Revision history for this message
Davanum Srinivas (DIMS) (dims-v) wrote :

looks at a newer release notes i see
25850 prevent excessive binary memory use when accepting or delivering
      large messages at high speed (since 1.0.0)

https://www.rabbitmq.com/release-notes/README-3.4.0.txt - not suggesting right now, but guess we should move up in next release

Revision history for this message
Davanum Srinivas (DIMS) (dims-v) wrote :

https://www.rabbitmq.com/alarms.html - shows just one node hitting the limit with block everything

When running RabbitMQ in a cluster, the memory and disk alarms are cluster-wide; if one node goes over the limit then all nodes will block connections.

Revision history for this message
Bogdan Dobrelya (bogdando) wrote :

http://stackoverflow.com/questions/27552462/rabbitmq-consumes-memory-and-shuts
"The issue is most likely that one of the OpenStack services are not consuming messages properly and staking them up endlessly"

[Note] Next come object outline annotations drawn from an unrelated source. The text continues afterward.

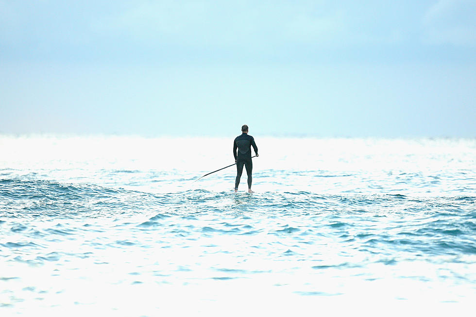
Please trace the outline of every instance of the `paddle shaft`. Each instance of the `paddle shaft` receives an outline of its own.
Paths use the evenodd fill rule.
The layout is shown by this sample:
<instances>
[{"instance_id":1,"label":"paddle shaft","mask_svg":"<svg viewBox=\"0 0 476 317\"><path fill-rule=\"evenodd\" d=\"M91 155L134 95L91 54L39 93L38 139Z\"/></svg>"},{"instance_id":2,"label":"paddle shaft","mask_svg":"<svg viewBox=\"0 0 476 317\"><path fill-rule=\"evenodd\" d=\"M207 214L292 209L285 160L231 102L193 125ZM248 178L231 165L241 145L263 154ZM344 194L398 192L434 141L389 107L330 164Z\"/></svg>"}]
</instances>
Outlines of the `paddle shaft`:
<instances>
[{"instance_id":1,"label":"paddle shaft","mask_svg":"<svg viewBox=\"0 0 476 317\"><path fill-rule=\"evenodd\" d=\"M256 155L255 155L254 156L252 156L251 157L251 158L253 158L254 157L256 157ZM228 167L229 167L231 166L233 166L234 165L237 165L237 164L236 163L235 163L234 164L232 164L231 165L228 165L228 166L225 166L225 167L222 167L221 168L220 168L220 169L217 169L217 170L214 170L213 172L210 172L210 173L208 173L208 174L205 174L203 176L202 176L202 177L200 177L200 178L199 178L198 180L197 180L197 181L198 181L198 180L200 180L201 179L203 178L205 176L207 176L209 175L210 175L210 174L213 174L214 173L216 173L216 172L218 172L219 171L221 171L222 169L224 169L225 168L227 168ZM196 182L197 181L195 181L195 182Z\"/></svg>"}]
</instances>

This could be the RC, but we cannot confirm it as we don't have publishing / consuming statistics provided by failed tests

summary: - rabbitmq was down on one of controllers during shaker test but there are
- multiple "Timed out waiting for reply to ID" events logged by
- Oslo.messaging after rabbitmq recovered from partitioning
+ [shaker] test failing due to multiple "Timed out waiting for reply to
+ ID" events logged by Oslo.messaging after rabbitmq recovered from
+ partitioning and kept running with some connections got blocked
summary: [shaker] test failing due to multiple "Timed out waiting for reply to
ID" events logged by Oslo.messaging after rabbitmq recovered from
- partitioning and kept running with some connections got blocked
+ partitioning and kept running with some connections got blocked because
+ virt memory got exhausted by publishers
Revision history for this message
Bogdan Dobrelya (bogdando) wrote : Re: [shaker] test failing due to multiple "Timed out waiting for reply to ID" events logged by Oslo.messaging after rabbitmq recovered from partitioning and kept running with some connections got blocked because virt memory got exhausted by publishers

Some questions remain unanswered:
1) Why the swapped virtual memory at node-1 increased from 13.5 to 19G by this night, if many connections was blocked? Were there more and more connections and messages incoming form anaware OpenStack services or we just can see a memory leak issue in beam process? How to debug this?
2) Why blocked connections persist instead of being closed?

Revision history for this message
Bogdan Dobrelya (bogdando) wrote :

Deeper investigation had shown this is the classic deadlock: the rabbit node have no free
resources left and the cluster blocks *all* publishing, by design. The
app thinks "let's wait for the publish block have lifted" and cannot
recover, hence keeps running continuously reporting "timed out waiting
for reply" things and keeping blocked connections open for ever.

As we discussed with Roman Podolyaka today:
- we *can* apply the w/a for the AMQP cluster monitoring control plane
(OCF). Which is about to "monitor and restart, if something looks really
bad"
- we *cannot* apply w/a or fix for the app layer as it is not clear what
Oslo should do when the rabbit cluster have blocked all publishing
because some node(s) got exhausted memory resources. Roman thinks that
the app should just wait for unblock, as it is now, and I almost agree
- we also *cannot* be sure why exactly the rabbit node's memory high
watermark exceeds: either due to some app side issues or due to the
rabbit side memory leak. Good news, this is *not* important, if we gonna
apply only w/a to the control plane. Which is to monitor additionally if
'rabbitmqctl list_queues' hangs and restart rabbit node the same way as
we do now for the cases when rabbitmqctl list_channels hangs.

Changed in fuel:
assignee: MOS Oslo (mos-oslo) → Bogdan Dobrelya (bogdando)
status: Confirmed → Triaged
summary: [shaker] test failing due to multiple "Timed out waiting for reply to
ID" events logged by Oslo.messaging after rabbitmq recovered from
- partitioning and kept running with some connections got blocked because
- virt memory got exhausted by publishers
+ partitioning and kept running with AMQP publish got blocked because virt
+ memory got exhausted at rabbit node
Revision history for this message
OpenStack Infra (hudson-openstack) wrote : Fix proposed to fuel-library (master)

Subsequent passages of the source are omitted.